Les deux faces d’une svastika

Ma fille vient d’avoir 7 ans. Elle a reçu, pour son anniversaire, un magnifique présent, de la part de son grand-père paternel, cinghalais : une svastika toute resplendissante, en or massif, montée en pendentif autour d’une chaîne.

Elle est fière de la porter, parce que son grand-père lui a dit que c’était une amulette, un porte-bonheur, que ce bijou devait lui porter chance, tous les jours de sa vie. Un symbole de bon augure, de bonne fortune. Bon présage, à l’âge de raison! Elle est fière aussi de la porter, car elle sent sur ses frêles épaules le poids symbolique de ce cadeau. Ce sont les économies d’une époque, fondues dans l’or et transformées en amulette. Son grand-père, un demi-siècle plus tôt, en avait commandé deux à un orfèvre. L’une pour sa femme et l’autre pour lui. Une seule lui restait. Et, c’est elle, sa petite-fille, la plus jeune, qu’il a choisie, pour hériter de cet objet historique, familial et qui plus est, protecteur. La voilà donc, elle, à 7 ans, qui s’inscrit dans l’histoire bouddhiste de la famille. Côté paternel.

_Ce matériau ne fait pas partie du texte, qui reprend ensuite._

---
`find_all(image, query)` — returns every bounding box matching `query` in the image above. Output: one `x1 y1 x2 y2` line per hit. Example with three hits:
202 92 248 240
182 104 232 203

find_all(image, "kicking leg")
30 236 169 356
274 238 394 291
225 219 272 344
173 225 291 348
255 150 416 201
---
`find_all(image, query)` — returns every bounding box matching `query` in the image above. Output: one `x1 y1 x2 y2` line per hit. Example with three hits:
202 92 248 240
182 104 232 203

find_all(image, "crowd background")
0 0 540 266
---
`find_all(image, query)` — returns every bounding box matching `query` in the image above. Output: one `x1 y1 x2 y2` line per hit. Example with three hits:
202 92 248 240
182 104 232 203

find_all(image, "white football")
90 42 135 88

La svastica, un symbole de bon augure, vieux comme le monde.
La svastika, un symbole de bon augure, vieux comme le monde. Ici, sur des cachets, de la civilisation de la vallée de l’Indus, préservés au British Museum.

Su-asti-ka, mot d’origine sanskrite : Su- le « bien », Asti-  « être ». Ka, juste un suffixe. Une magnifique svastika qui doit lui porter chance et bien-être. Voilà, là, c’était la jolie face, dorée, de la svastika.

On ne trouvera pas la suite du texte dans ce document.